Interesting article, although I’m not sure I agree with the ‘no brainer’ part.

While “Nothing kills deals like more time and more data” is certainly true, it’s also not necessarily a bad thing. Because there’s already a long list of investment frauds and managed failures where the only people making bank were the founder(s), all made possible because investors had such ‘no brainer’ moments and forewent all due diligence based on the supposed “investable-ness” of the founders. When it turned out that their “specialness” was really just their ability to sell their investors down a river. And those aren’t exactly rare occurrences in the world of Venture Capital.

To me as founder, frankly any investor willing to invest solely based on my personality and irrespective of the merits of my actual ideas/business would raise a huge red flag and very likely would make me walk away. I do want to see my ideas and my concepts to undergo at least some scrutiny, because it shows me that the person who might become my new business partner is taking this seriously, and at least tries to understand the details of the business they might soon own a share of. It also shows me whether this prospective business partner truly understands my sectors (DeepTech/DefTech/Aerospace) and the specific challenges it poses to startups like mine (it’s absolutely staggering how many don’t).
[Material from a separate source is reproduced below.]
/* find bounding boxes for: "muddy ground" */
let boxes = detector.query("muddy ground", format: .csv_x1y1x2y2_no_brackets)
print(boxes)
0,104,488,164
At the end of the day, accepting an investment isn’t just taking a check, it’s most of all entering a long-term business relationship with someone who’ll own a share of my business (the check is merely the facilitator). Both sides have to be confident they can work together productively, and that’s not possible without at least some level of scrutiny from both sides (I wouldn't enter into a deal without scrutinizing the prospective partner) . Without this, it’s really just a waste of everyone’s time.